A suggestion for non-ASCII Scoring

Fri Jan 23 19:58:06 CET 2004

On 1/23/2004 at 1:13 PM David Relson <relson at osagesoftware.com> wrote:

>OK.  I'll be interested in hearing your impressions of effectiveness.  A
>more thorough test would involve:
>
>1 - creating two versions of bogofilter (with and without the change)
>2 - taking a large set of messages (both ham and spam)
>3 - using the two bogofilters and half the messages, create two
>wordlists
>4 - determine spam_cutoff for the with/without wordlists
>5 - score the second half of the messages and count false
>positives/negatives
>
>this would give a more accurate indication of how the change affects
>scoring.

That is true.  Unfortunately I don't keep old messages.  Most of the spam that I use for training bogofilter (about 25,000 new messages per month) comes from spamtrap email addresses that are automatically filtered through "bogofilter -s" then discarded.  Still, based on the patterns I have observed, I suspect that this change will let bogofilter zap most of the non-ASCII spam that has been sneaking into my inbox.  It will also reduce the size of wordlist.db significantly.

The only situation where I could see this not being helpful is for users that receive legitimate email containing a lot of non-ASCII characters.  In that case, they may want to continue scoring non-ASCII words as distinct tokens.
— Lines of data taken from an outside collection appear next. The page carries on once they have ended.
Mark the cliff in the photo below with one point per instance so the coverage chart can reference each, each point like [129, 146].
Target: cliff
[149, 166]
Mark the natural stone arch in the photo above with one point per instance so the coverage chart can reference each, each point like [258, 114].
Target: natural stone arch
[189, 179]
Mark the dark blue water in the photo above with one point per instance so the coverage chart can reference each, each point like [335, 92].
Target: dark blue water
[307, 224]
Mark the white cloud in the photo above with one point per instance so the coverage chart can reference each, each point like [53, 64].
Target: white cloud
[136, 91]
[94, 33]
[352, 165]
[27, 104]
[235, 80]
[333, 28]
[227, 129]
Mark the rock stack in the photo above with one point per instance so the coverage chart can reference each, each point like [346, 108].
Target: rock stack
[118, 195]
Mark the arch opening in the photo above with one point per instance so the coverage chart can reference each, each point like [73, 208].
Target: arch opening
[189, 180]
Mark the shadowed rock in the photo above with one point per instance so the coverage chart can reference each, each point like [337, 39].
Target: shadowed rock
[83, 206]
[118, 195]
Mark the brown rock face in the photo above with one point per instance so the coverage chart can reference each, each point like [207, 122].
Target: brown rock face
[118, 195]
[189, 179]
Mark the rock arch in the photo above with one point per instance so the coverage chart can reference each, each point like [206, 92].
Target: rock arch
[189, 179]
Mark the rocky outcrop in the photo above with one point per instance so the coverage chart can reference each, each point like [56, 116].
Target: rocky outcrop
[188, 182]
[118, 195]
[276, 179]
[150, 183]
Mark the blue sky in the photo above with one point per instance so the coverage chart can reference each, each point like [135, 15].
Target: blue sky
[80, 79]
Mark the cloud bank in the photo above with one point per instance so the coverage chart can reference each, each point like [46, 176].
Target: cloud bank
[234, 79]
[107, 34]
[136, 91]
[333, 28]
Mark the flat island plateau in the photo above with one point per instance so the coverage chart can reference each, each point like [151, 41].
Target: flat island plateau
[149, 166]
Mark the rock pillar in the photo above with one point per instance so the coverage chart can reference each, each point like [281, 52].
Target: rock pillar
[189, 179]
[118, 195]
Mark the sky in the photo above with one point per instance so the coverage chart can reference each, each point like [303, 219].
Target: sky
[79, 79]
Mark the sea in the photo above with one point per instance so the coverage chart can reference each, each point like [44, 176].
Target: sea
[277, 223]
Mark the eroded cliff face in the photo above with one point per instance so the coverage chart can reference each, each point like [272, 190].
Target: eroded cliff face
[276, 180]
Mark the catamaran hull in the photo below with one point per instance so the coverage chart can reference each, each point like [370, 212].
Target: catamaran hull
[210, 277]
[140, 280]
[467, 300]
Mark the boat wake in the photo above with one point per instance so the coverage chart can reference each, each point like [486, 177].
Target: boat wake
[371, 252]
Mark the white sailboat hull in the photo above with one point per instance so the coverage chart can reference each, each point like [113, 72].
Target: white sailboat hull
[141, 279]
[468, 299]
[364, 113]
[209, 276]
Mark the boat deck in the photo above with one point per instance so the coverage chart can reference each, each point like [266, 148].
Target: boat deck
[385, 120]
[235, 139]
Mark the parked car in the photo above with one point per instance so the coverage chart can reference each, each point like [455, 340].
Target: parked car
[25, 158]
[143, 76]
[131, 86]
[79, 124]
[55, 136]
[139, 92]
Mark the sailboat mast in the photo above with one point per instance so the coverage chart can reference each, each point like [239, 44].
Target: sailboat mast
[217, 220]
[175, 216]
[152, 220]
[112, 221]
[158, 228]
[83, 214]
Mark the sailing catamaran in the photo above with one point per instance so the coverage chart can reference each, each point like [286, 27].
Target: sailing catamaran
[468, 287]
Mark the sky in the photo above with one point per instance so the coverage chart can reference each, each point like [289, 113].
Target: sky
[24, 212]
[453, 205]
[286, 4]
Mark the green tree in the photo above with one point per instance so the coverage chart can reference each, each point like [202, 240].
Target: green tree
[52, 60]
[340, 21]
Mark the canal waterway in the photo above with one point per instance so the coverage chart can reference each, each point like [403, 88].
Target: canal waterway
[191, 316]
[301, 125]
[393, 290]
Not to make things too complicated, but users could have maximum flexibility in handling non-ASCII messages with a three-level scoring option:

replace_nonascii_characters=no            no non-ASCII substitution
replace_nonascii_characters=yes           substitute individual non-ASCII characters with ?
replace_nonascii_characters=whole_word    tokenize the whole non-ASCII word as ?...

Greg McCann